I listened to all of my sister’s Beatles albums and so became a Beatlemaniac by proxy. That’s quite ironic in that (a) I have no recollection of the first time I listened to Sgt. Pepper, and (b) that album was the beginning of the end of my sister’s Beatlemania. The Fabs had just gotten too psychedelic and far-out for her.

Having since bought and re-bought all of The Beatles’ albums — either because my original copies wore out, or they were issued on newer formats such as compact disc — I resisted buying the 50th-anniversary edition of Sgt. Pepper for as long as I could, finally succumbing to the rave reviews this updated version has received. Still, I figured there was no way that an album I’d been listening to for 50 years (!) could ever surprise me again.

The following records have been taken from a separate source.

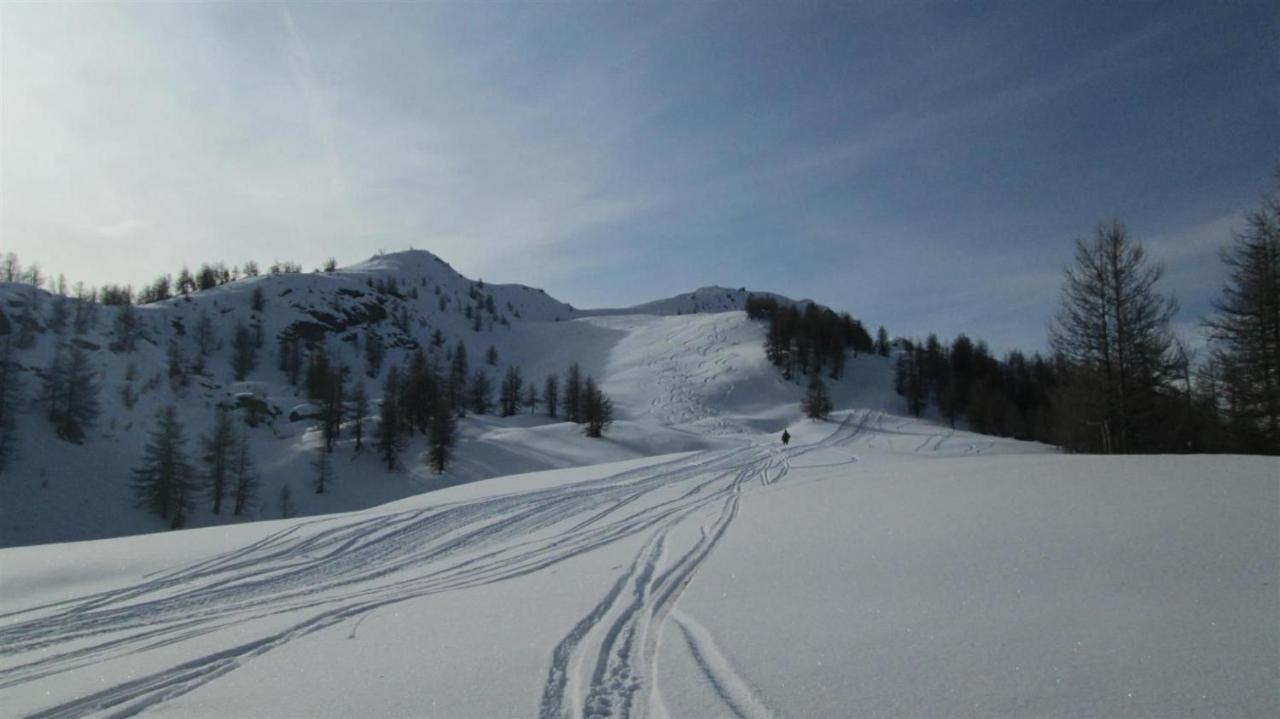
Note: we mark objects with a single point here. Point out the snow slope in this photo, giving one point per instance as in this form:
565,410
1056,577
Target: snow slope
877,566
59,491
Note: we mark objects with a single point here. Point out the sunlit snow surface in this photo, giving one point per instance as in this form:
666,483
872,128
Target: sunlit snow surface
685,566
877,566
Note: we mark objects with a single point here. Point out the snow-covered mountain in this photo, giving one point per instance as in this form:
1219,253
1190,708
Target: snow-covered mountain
684,372
688,564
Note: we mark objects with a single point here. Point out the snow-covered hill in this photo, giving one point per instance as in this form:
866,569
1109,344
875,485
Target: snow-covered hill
702,300
876,567
684,372
688,564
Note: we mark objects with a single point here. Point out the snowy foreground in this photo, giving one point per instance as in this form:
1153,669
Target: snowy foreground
877,566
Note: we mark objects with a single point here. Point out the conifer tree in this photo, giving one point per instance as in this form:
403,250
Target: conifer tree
127,329
443,435
323,465
177,365
374,352
574,393
218,456
333,406
480,393
59,314
71,393
243,476
243,352
10,397
420,387
817,399
186,283
511,393
163,481
597,410
551,394
1246,329
204,333
359,411
388,439
457,379
1112,328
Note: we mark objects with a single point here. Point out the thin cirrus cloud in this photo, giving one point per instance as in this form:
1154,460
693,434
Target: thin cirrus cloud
924,166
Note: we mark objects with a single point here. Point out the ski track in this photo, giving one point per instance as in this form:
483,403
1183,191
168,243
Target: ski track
330,571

But having earwormed the album into my head for the past two days, I think I feel the same way that awed Beatles fans did when they first heard the album in the summer of 1967. It sounds fresher and more relevant than ever.

Surely, part of this is due to the breathtaking re-mixing done to the album by Giles Martin, son of Sir George Martin, the original producer of Pepper and nearly all of The Beatles’ other group albums. Like an aural archeologist, Martin fils has dug around in each of the album’s compositions and found sounds that you either never heard before or that sounded muddily buried in the background. More than ever, the album sounds like the ersatz bandstand concert that The Fabs always intended it to resemble.

But the real revelation is in the special edition’s bonus disc, “The Sgt. Pepper Sessions.” First, it includes beautifully rendered stereo versions of the Beatles hits “Penny Lane” and “Strawberry Fields Forever.” It’s now Beatles legend that these two magnificent songs were intended to be placed on the original album, but EMI was so anxious for a long-awaited 45 RPM single that John and Paul made the sacrifice with these two masterworks.

But best of all is the second disc’s alternate takes on all of the album’s songs, most of which could easily stand on their own. In particular, the instrumentals on “With a Little Help from My Friends,” “Penny Lane,” and “A Day in the Life” are lush and joyous. If the original album is solid as ever, these alternate versions are like beautiful flowers wriggling up through cracks in the concrete. (Proof of The Beatles’ inventiveness? Their outtakes alone sound better than a lot of rock groups’ final products.)

(Also of note is the second disc’s unveiling of “A Day in the Life’s” original ending. The song was to have ended with the Fabs endlessly humming the same note. On the original album, the hum was replaced by the now-famous, apocalyptic piano-note slam, but the hum has been resurrected here. The Beatles obviously made the right choice, but in retrospect, the hum doesn’t sound so bad either.)

Having listened to Sgt. Pepper for decades (and yet long after its heyday), I found myself just as judgmental about the original album as anyone. It didn’t seem as perfect as, say, Revolver, and it had at least a couple of tracks that were just too flower-powery for me. (Sorry, George and “Within You Without You.”)

Now, having heard the album in every ounce of its intended glory, I feel as love-stoned as any hippie from ‘67. If I don’t end out this week wearing tie-dyed shirts and flowers in my hair, it’ll be a miracle.